Certification Pusat Tenaga Malaysia (Malaysia Energy Centre) is
previously known as ZEO (Zero Energy Office)
Building - officially Malaysia’s first Green Building
Index (GBI) Certified Building. Currently, it is known
as GEO (Green Energy Office) Building. It is also
Malaysia’s first completed green-rated office
building. (Pusat Tenaga Malaysia, 2008)
Page | 4
BUILDING GREEN DESIGN STRATEGIES
The building is lit primarily by daylight, supplemented by electric lighting only during very dark and
overcast periods. Extensive active energy efficiency measures are implemented in the building in
order to reduce the need for electricity to an absolute minimum, without compromising the request
for comfortable temperature and humidity and adequate lighting.

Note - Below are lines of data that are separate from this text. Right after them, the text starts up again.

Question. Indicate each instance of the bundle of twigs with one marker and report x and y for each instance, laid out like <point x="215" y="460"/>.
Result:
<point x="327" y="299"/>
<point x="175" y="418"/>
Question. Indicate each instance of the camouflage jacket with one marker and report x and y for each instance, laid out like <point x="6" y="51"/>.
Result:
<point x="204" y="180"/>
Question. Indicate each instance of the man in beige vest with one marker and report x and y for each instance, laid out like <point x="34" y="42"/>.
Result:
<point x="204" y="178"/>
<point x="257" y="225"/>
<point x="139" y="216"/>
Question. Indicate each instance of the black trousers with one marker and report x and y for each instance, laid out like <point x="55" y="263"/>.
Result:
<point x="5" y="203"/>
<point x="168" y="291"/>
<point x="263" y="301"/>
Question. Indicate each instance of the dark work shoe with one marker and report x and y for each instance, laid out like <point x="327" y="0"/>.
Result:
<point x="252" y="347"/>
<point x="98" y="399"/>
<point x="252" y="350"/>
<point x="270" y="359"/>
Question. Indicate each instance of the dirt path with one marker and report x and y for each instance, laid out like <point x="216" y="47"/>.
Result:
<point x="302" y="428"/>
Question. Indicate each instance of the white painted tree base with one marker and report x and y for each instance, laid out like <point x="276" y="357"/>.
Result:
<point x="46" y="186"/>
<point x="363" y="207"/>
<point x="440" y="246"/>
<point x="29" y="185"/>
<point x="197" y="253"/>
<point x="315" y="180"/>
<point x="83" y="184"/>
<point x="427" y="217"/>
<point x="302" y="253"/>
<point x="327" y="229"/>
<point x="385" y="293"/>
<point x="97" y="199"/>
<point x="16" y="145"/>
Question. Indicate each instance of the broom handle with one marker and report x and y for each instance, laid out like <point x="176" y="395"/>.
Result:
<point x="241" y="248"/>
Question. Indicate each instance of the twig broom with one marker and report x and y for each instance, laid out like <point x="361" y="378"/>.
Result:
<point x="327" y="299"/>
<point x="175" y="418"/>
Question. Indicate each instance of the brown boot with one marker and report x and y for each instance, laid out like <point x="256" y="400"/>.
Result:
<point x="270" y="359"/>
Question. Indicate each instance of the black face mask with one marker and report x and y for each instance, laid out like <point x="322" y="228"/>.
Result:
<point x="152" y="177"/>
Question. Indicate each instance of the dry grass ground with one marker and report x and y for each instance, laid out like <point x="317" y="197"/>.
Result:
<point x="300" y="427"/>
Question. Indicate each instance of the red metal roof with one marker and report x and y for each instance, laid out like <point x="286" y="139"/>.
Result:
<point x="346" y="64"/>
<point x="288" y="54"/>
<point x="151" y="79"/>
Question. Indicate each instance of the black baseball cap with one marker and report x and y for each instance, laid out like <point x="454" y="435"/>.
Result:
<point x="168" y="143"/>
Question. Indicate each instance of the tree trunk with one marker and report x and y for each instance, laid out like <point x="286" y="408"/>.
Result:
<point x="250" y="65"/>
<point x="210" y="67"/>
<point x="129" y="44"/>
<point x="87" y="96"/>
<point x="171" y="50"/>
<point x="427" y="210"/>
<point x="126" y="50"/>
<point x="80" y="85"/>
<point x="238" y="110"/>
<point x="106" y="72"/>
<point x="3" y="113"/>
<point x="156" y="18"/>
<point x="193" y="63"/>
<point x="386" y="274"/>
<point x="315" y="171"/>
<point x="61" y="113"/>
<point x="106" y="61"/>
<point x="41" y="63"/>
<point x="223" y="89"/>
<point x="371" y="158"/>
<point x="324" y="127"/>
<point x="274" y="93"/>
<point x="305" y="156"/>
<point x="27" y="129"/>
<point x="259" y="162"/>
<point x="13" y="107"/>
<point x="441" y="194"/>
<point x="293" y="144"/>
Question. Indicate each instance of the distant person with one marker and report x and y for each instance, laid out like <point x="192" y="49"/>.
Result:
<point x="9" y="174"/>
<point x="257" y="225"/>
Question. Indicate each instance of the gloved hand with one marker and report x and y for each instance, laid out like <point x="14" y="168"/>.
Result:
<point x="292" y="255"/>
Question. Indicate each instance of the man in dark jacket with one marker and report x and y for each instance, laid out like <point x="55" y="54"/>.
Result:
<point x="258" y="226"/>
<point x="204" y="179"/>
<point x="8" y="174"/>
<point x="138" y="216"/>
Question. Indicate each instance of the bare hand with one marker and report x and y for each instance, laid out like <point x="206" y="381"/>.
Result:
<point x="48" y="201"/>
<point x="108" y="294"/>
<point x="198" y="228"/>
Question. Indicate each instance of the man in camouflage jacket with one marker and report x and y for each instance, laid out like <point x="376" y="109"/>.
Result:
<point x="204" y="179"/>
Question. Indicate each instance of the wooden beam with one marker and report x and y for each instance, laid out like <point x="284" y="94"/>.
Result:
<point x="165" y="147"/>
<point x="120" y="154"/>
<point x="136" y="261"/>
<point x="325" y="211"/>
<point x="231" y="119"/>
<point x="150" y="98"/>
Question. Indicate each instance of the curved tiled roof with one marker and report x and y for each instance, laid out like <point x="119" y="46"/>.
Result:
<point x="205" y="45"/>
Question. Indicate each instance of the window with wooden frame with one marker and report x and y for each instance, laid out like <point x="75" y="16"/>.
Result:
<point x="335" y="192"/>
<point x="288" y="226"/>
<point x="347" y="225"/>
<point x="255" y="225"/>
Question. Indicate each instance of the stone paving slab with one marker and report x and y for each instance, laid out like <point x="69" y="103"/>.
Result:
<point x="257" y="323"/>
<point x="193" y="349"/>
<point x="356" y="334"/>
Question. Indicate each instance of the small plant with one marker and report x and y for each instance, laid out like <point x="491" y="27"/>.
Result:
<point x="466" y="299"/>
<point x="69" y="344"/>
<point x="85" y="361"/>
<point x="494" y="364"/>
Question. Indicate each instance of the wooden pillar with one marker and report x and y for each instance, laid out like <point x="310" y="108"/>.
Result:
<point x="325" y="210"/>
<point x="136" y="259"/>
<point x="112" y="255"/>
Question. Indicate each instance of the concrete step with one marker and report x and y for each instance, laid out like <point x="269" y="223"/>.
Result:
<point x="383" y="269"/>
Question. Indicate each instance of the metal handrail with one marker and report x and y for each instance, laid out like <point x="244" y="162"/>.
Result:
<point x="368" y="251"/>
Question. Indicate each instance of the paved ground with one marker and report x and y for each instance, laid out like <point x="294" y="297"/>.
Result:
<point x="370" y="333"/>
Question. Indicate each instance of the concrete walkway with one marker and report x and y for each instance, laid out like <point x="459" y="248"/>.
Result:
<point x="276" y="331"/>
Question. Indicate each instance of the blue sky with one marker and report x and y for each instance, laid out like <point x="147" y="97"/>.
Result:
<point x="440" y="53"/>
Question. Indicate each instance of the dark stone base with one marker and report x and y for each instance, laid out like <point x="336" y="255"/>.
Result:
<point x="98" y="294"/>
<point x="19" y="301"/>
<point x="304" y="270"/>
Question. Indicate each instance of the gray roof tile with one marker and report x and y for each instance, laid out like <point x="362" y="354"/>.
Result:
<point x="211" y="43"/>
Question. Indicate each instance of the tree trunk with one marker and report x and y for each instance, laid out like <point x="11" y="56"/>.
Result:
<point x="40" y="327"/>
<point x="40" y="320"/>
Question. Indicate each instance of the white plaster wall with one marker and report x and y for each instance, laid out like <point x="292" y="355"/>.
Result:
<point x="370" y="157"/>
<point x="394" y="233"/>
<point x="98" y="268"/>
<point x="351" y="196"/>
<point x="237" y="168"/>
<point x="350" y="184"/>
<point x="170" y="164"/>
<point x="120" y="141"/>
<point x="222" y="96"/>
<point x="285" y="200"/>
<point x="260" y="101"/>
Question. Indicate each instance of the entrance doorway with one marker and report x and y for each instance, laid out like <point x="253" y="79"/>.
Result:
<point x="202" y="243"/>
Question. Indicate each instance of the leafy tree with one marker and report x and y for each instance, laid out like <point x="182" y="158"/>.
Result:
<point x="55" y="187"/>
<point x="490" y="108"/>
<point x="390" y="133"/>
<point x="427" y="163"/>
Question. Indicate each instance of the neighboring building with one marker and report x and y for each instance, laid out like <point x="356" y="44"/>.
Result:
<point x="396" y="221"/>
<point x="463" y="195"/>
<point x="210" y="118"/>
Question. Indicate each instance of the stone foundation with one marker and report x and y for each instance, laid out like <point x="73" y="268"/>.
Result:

These measures include among
others high efficiency pumps and fans, and use of energy efficient office equipment.
The GEO with its many innovative EE features is calculated to consume very little fossil fuels with a
designed building energy index ( BEI) of 65kWh/m2 year. Compared with others conventional office
building of 250-300 kWh/m2 year, GEO has proven its strategies. (Pusat Tenaga Malaysia, 2008)
The use of Renewable Energy ( RE) is also the significant feature of itself. The building incorporates
BiPV system which is architecturally and aesthetically integrated into building design.
GREEN DESIGN FEATURES: (Pusat Tenaga Malaysia, 2008)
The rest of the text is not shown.